Here’s the same problem using opt.dual_annealing:
%time sol = opt.dual_annealing(f, bounds=[[-100,100], [-100,100]])
sol
CPU times: user 132 ms, sys: 5.94 ms, total: 138 ms
Wall time: 138 ms
message: ['Maximum number of iteration reached']
success: True
status: 0
fun: -1.9999999999998104
x: [ 3.142e+00 -1.571e+00]
nit: 1000
nfev: 4037
njev: 12
nhev: 0
This runs much faster, and doesn’t need as much tweaking of the arguments. However, we had to specify bounds in which we would look for the solution.
Finding Roots#
A root of a function \(f: \mathbb{R}^m \to \mathbb{R}^n\) is a point \(x\) so that \(f(x) = 0\).

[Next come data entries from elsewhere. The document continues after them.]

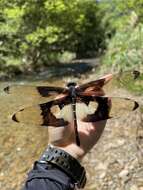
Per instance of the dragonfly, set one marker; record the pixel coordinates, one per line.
(89, 102)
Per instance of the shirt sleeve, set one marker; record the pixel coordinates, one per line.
(41, 177)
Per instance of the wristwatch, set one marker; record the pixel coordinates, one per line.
(66, 163)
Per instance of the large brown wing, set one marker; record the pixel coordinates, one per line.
(47, 114)
(94, 88)
(35, 94)
(130, 80)
(92, 109)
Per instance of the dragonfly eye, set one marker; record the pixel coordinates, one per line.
(71, 84)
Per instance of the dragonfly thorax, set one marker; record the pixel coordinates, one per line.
(71, 84)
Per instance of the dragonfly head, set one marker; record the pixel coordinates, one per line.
(71, 84)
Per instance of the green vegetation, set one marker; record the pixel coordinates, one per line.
(124, 34)
(39, 33)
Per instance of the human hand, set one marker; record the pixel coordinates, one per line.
(89, 134)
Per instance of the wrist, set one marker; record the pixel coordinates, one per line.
(65, 162)
(74, 150)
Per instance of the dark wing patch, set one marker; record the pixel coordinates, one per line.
(41, 114)
(36, 94)
(101, 108)
(94, 88)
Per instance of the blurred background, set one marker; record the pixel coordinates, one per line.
(48, 40)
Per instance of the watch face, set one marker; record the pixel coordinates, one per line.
(66, 163)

The go-to function for this is opt.root
def f(x):
return x + 2*np.cos(x)
sol = opt.root(f, np.random.rand())
print(sol.x, sol.fun) # root and value
[-1.02986653] [0.]
for scalar functions, you can also use root_scalar
sol = opt.root_scalar(f, x0=-1, x1=1)
sol.root
-1.0298665293222544
You can also find roots of multi-valued functions. E.g. if we want to solve the nonlinear system \begin{equation} x_0 \cos(x_1) = 4\ x_0 x_1 - x_1 = 5 \end{equation}
we can seek to find a root \begin{equation} x_0 \cos(x_1) - 4 = 0\ x_0 x_1 - x_1 - 5 = 0 \end{equation}
def f(x):
return [x[0] * np.cos(x[1]) - 4, x[1]*x[0] - x[1] - 5]

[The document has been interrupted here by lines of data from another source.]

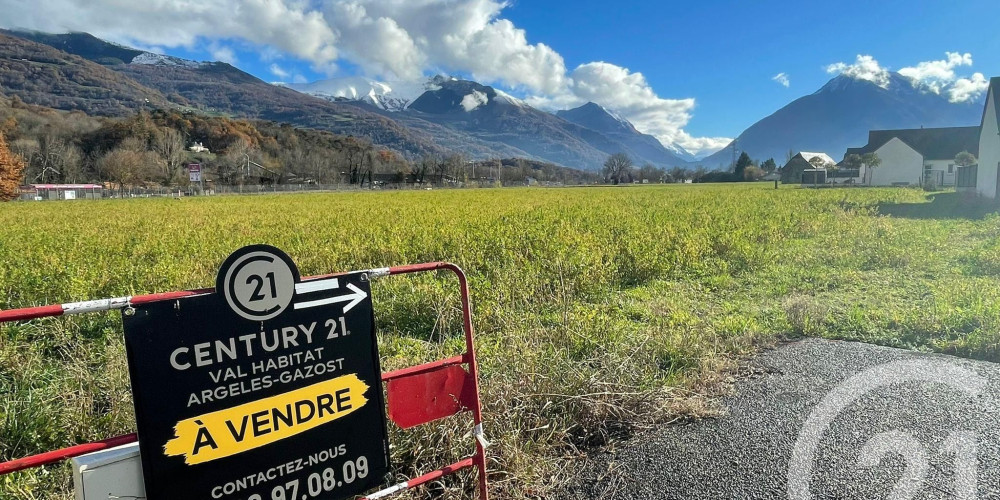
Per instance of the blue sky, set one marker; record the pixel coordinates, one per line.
(707, 67)
(724, 53)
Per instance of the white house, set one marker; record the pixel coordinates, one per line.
(917, 156)
(987, 181)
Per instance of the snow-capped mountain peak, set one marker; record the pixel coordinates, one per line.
(152, 59)
(389, 96)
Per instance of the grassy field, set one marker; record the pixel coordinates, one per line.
(599, 310)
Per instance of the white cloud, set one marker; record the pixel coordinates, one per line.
(630, 95)
(474, 100)
(938, 76)
(288, 25)
(936, 73)
(966, 89)
(223, 53)
(278, 71)
(387, 39)
(865, 67)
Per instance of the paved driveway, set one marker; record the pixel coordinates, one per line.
(825, 420)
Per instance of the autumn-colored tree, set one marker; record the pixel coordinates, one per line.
(11, 172)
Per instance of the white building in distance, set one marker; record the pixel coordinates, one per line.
(987, 180)
(917, 156)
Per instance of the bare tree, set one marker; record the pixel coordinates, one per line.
(618, 168)
(169, 143)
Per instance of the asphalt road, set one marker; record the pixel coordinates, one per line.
(822, 420)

%time sol = opt.root(f, np.ones(2))
sol
CPU times: user 139 µs, sys: 0 ns, total: 139 µs
Wall time: 134 µs
message: The solution converged.
success: True
status: 1
fun: [ 3.732e-12 1.617e-11]
x: [ 6.504e+00 9.084e-01]
nfev: 17
fjac: [[-5.625e-01 -8.268e-01]
[ 8.268e-01 -5.625e-01]]
r: [-1.091e+00 -1.762e+00 -7.374e+00]
qtf: [ 6.257e-08 2.401e-08]
print(sol.x, sol.fun) # root and value
[6.50409711 0.90841421] [3.73212572e-12 1.61710645e-11]

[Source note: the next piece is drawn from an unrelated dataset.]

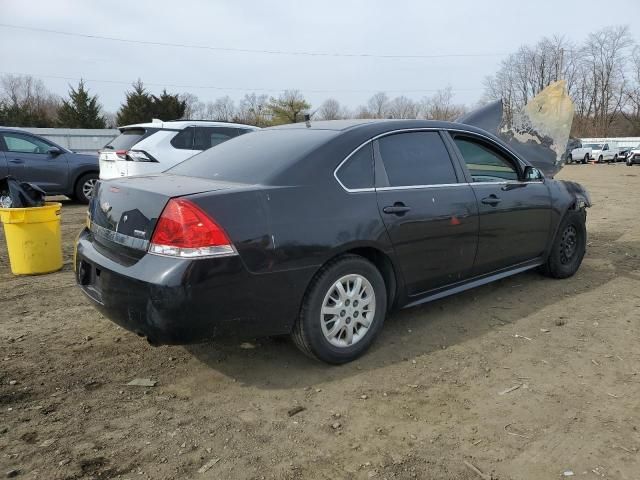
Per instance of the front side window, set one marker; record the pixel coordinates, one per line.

You can also specify the Jacobian for faster convergence (in this case, the Jacobian is \(2 \times 2\))
# returns the function and Jacobian as tuple
def f2(x):
f = [x[0] * np.cos(x[1]) - 4,
x[1]*x[0] - x[1] - 5]
df = np.array([[np.cos(x[1]), -x[0] * np.sin(x[1])],
[x[1], x[0] - 1]])
return f, df
%time sol = opt.root(f2, np.ones(2), jac=True, method='lm')
sol
CPU times: user 898 µs, sys: 78 µs, total: 976 µs
Wall time: 2.4 ms
message: The relative error between two consecutive iterates is at most 0.000000
success: True
status: 2
fun: [ 0.000e+00 0.000e+00]
x: [ 6.504e+00 9.084e-01]
cov_x: [[ 8.747e-01 -2.853e-02]
[-2.853e-02 1.860e-02]]
nfev: 8
njev: 7
fjac: [[ 7.523e+00 -7.316e-01]
[ 2.454e-01 -1.069e+00]]
ipvt: [2 1]
qtf: [ 9.538e-13 1.207e-13]
print(sol.x, sol.fun) # root and value
[6.50409711 0.90841421] [0. 0.]
We see that the computed root in this case satisfies the equations more precisely.
Exercise#
Compute a root of the above example using opt.minimize instead of opt.root. One way to do this is to minimize \(\|f(x)\|\). Do the results differ if you use a 1-norm vs a 2-norm?
Above examples: find roots of multi-valued functions. E.g. if we want to solve the nonlinear system
\begin{equation}
x_0 \cos(x_1) = 4
\end{equation}
\begin{equation}
x_0 x_1 - x_1 = 5
\end{equation}
## 2-norm:
def f(x):
return la.norm([x[0] * np.cos(x[1]) - 4, x[1]*x[0] - x[1] - 5], ord = 2)
sol1 = opt.minimize(f, np.ones(2))
print(sol1.x)
## 1-norm:
def g(x):
return la.norm([x[0] * np.cos(x[1]) - 4, x[1]*x[0] - x[1] - 5], ord =1)
sol2 = opt.minimize(g, np.ones(2))
print(sol2.x)
[6.50409711 0.9084142 ]
[6.38657705 0.89398092]
As we can see from the result, 1-norm result and 2-norm result are slightly different. But they are both very close to the result computated by opt.root.